Sheet metal has been a furniture material for decades, but it almost always gets hidden. It becomes the internal skeleton, the underframe, the bracket buried beneath upholstery or lacquer. The design conversation rarely starts with the metal. Deniz Özdemir’s Arc One, an A’ Design Award-winning lounge chair developed in Istanbul between October 2025 and February 2026, turns that convention completely around, making the sheet metal the entire visible statement and letting the leather cushions play second fiddle to the structural drama underneath them.
From the side profile, the Arc One reads as a single continuous gesture, one surface that sweeps from backrest plane through seat pan and curls forward into the base. No legs. No frame. No secondary structure of any kind. The bent metal does all of it simultaneously, and Özdemir arrived at that form using only laser cutting and CNC bending, two processes that leave no room for the kind of hand-finishing that usually disguises manufacturing decisions in premium furniture.
Designer: Deniz Özdemir

Most lounge chairs are assemblies, a frame joined to a seat shell joined to a base, each junction representing a production step, a potential failure point, and a logistics complication. Arc One eliminates all of that. The single-piece body requires no welding and no mechanical fastening, which means the bare frames stack flat for storage and transport, a logistical advantage that most furniture at this aesthetic level completely ignores. Özdemir’s research documentation notes that this directly reduces both production complexity and logistics volume, and looking at the photographs of the bare stacked frames, the practicality of that claim is immediately visible.

A round tufted back cushion and a square tufted seat cushion attach to the metal body via leather straps with snap fasteners, hardware that belongs more in a saddle shop than a furniture atelier. The strap details are visible and intentional, running horizontally across the metal surface with small riveted or snapped connections that read as honest joinery rather than disguised engineering. Remove the cushions entirely, and the bare metal frame is a genuinely severe object. Reattach them, and the warmth is immediate and complete, all without the metal structure yielding anything of its industrial character.

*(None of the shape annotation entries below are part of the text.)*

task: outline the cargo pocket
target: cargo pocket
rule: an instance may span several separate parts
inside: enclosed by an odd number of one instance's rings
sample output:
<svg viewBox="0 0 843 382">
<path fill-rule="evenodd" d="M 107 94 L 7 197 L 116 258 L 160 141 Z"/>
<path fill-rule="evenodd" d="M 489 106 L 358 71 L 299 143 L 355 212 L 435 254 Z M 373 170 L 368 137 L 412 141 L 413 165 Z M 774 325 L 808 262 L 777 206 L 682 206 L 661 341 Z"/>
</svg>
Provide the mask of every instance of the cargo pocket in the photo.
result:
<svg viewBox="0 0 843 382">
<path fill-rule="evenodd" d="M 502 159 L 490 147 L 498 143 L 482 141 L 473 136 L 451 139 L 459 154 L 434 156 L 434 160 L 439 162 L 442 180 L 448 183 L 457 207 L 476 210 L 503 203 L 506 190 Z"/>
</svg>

The cognac brown of the tufted leather against brushed raw metal is a pairing with serious mid-century pedigree, recalling the material confidence of Osvaldo Borsani’s work from the 1950s and 60s, where Italian designers routinely married industrial metal frames with generous upholstery without apologizing for either. The Arc One’s ottoman extends the family naturally, same bent-base logic scaled down, topped with a square tufted cushion that mirrors the seat in a different colorway.

At 650mm wide, 750mm deep, and 850mm tall, the proportions sit comfortably within lounge chair conventions without disappearing into them. The replaceable upholstery is the long-game move that most furniture at this price positioning forgets to make. Leather wears, tastes change, and a chair whose cushions can be swapped out for a different color or material is a chair with a genuinely extended lifespan. That decision transforms the Arc One from a sculptural object with a fixed personality into something closer to a platform.